Someone once asked me why I don't allow comments on my blog. The answer to this is a long one, though I am aware that it isn't socially "friendly".
For the record however, my work consists of some interaction with online communities. To make that long story short, it's a daunting task to be able to moderate (and respond) to all the comments that come in.
Some people generally love to comment on articles. Whether its a news article or some feature about love and relationships, people will always have something to say. But if you're observant, you would notice that there are also a lot of comments out there that are really passive-aggressive posts or mere rantings that sometimes miss the point.
Of course not everyone posts comments like this, but many do.
Out of the Crooked Timber came up with a list of 10 types of commenters that I'm sure you're familiar with.
The commenter who has not read the post properly, decides they know what it says anyway, and fires off a series of disgusted observations.
Commenter who applies the most uncharitable possible interpretation to the post, and goes straight into rant mode.
The commenter who takes the opportunity to make some sarcastic remarks highlighting his (99% of cases are male) own superior scholarship/intelligence and damning the CT author. “If only Chris has read the second treatise of Heinrich von Pumpkin in the original German, he’d be aware ….”

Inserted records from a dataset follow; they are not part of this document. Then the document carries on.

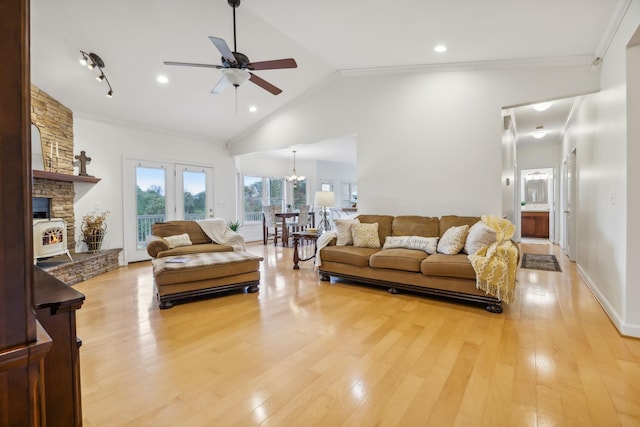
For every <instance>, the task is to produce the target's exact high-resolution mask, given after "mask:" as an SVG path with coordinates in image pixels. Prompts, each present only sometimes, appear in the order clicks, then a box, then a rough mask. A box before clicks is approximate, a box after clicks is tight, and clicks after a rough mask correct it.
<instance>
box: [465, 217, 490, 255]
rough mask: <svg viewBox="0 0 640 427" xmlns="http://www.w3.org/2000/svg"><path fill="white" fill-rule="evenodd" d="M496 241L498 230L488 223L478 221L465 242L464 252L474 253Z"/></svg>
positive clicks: (471, 230) (467, 234)
mask: <svg viewBox="0 0 640 427" xmlns="http://www.w3.org/2000/svg"><path fill="white" fill-rule="evenodd" d="M495 241H496V232H495V231H493V230H492V229H490V228H489V226H488V225H487V224H485V223H484V222H482V221H478V222H476V223H475V224H473V226H472V227H471V228H470V229H469V234H467V240H466V241H465V242H464V252H465V253H466V254H469V255H473V254H475V253H476V252H478V251H479V250H480V248H482V247H484V246H489V245H490V244H491V243H493V242H495Z"/></svg>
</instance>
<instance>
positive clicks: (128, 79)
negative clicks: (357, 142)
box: [31, 0, 625, 156]
mask: <svg viewBox="0 0 640 427" xmlns="http://www.w3.org/2000/svg"><path fill="white" fill-rule="evenodd" d="M624 2H625V0H617V1H616V0H562V1H558V0H538V1H514V0H485V1H473V0H429V1H427V0H405V1H403V2H392V1H388V0H385V1H383V0H340V1H338V0H322V1H318V0H243V2H242V4H241V6H240V7H239V8H238V9H237V11H236V14H237V37H238V40H237V43H238V50H239V51H240V52H242V53H244V54H246V55H247V56H249V58H250V59H251V60H253V61H262V60H269V59H280V58H288V57H293V58H295V59H296V61H297V63H298V68H297V69H290V70H269V71H260V72H256V74H257V75H259V76H260V77H262V78H263V79H266V80H268V81H269V82H271V83H273V84H275V85H276V86H278V87H280V88H281V89H283V93H282V94H280V95H278V96H273V95H271V94H270V93H268V92H266V91H264V90H262V89H261V88H259V87H258V86H256V85H254V84H252V83H251V82H247V83H245V84H244V85H243V86H241V87H240V88H239V89H238V91H237V113H236V99H235V94H234V90H233V88H231V87H227V89H225V91H224V92H223V93H222V94H219V95H212V94H210V93H209V91H210V90H211V89H212V88H213V87H214V86H215V84H216V82H217V81H218V80H219V78H220V71H219V70H216V69H203V68H187V67H169V66H165V65H163V63H162V62H163V61H183V62H199V63H209V64H219V63H220V54H219V52H218V51H217V49H216V48H215V47H214V46H213V45H212V43H211V42H210V41H209V39H208V36H217V37H220V38H223V39H225V40H226V41H227V43H228V44H229V45H230V46H231V47H232V48H233V29H232V28H233V27H232V8H231V7H229V6H228V4H227V1H226V0H181V1H170V0H146V1H131V0H114V1H110V2H105V1H100V2H98V1H95V0H56V1H51V0H32V1H31V16H32V20H31V35H32V37H31V60H32V62H31V67H32V70H31V74H32V82H33V83H34V84H36V85H37V86H38V87H40V88H41V89H43V90H44V91H45V92H47V93H49V94H50V95H52V96H53V97H55V98H56V99H58V100H59V101H60V102H62V103H63V104H64V105H66V106H67V107H69V108H71V109H72V110H73V111H74V114H76V115H77V116H84V117H95V118H100V119H101V120H107V121H114V122H120V123H123V124H130V125H135V126H142V127H150V128H156V129H157V128H160V129H167V130H169V131H175V132H180V133H186V134H190V135H193V136H197V137H202V138H206V139H210V140H212V141H219V142H225V141H228V140H230V139H232V138H233V137H234V136H236V135H238V134H239V133H241V132H243V131H244V130H246V129H247V128H249V127H251V126H253V125H255V124H256V123H257V122H259V121H260V120H262V119H264V118H265V117H267V116H268V115H269V114H271V113H272V112H274V111H275V110H277V109H278V108H280V107H282V106H283V105H284V104H286V103H288V102H290V101H292V100H293V99H295V98H296V97H298V96H300V95H301V94H303V93H304V92H305V91H307V90H310V89H312V88H314V87H316V86H318V85H320V84H322V82H323V80H324V79H326V78H327V77H328V76H329V75H331V74H332V73H334V72H336V71H340V70H349V69H370V68H389V67H406V66H422V65H433V64H452V63H467V62H475V61H493V60H496V61H520V60H527V59H540V58H551V59H558V60H560V59H566V58H574V59H576V60H577V61H582V62H584V63H585V64H588V63H590V62H591V61H592V59H593V58H594V57H595V56H597V55H598V54H600V53H601V52H599V50H602V46H603V40H605V39H606V37H607V36H608V32H610V28H611V22H612V17H614V16H615V15H616V12H617V10H618V9H619V8H620V4H621V3H624ZM439 43H443V44H445V45H447V47H448V51H447V52H446V53H444V54H437V53H435V52H434V51H433V47H434V46H435V45H436V44H439ZM80 50H84V51H87V52H95V53H97V54H98V55H100V57H101V58H102V59H103V60H104V62H105V64H106V67H105V69H104V71H105V74H106V75H107V77H108V79H109V80H110V82H111V84H112V86H113V90H114V96H113V98H112V99H108V98H106V96H105V94H106V92H107V87H106V85H105V84H104V83H97V82H96V80H95V75H92V73H91V72H90V71H88V70H87V69H86V68H83V67H81V66H79V65H78V60H79V58H80V52H79V51H80ZM159 74H164V75H166V76H168V77H169V80H170V82H169V84H167V85H160V84H158V83H157V82H156V81H155V78H156V76H157V75H159ZM533 101H538V100H532V102H533ZM250 105H255V106H256V107H257V108H258V111H257V112H255V113H250V112H248V108H249V106H250ZM560 121H562V120H560ZM518 122H519V129H520V130H522V131H524V130H525V129H527V127H526V126H524V124H525V120H524V119H523V121H522V126H523V127H520V120H518ZM527 126H528V125H527ZM545 127H547V125H546V123H545ZM334 143H335V142H334ZM334 145H339V144H334ZM285 151H286V150H285ZM300 155H301V156H304V153H302V152H301V153H300Z"/></svg>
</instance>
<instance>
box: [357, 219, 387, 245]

The commenter who uses every comment as a peg on which to hang his (yes, “his”) own obsessions about, e.g. analytical philosophy, populism, Palestine, etc
The commenter who simply wants to make nasty personal remarks about the CT author, often about female members of the collective, often using an alias.
The commenter with a sense of grievance against CT following their treatment in some comment thread back in 2004.
The commenter who notices that a CT author said P in 2005 and not-P in 2008, and who gives every impression of compiling an archive of such contradictions.
The commenter who has posted in the thread in error, and angrily denounces literary theory in a discussion of Irish cuisine.
The commenter who reads what we write, tries to have a conversation, is occasionally appreciative, points out mistakes helpfully rather than as “gotchas”, brings their own knowledge to the table.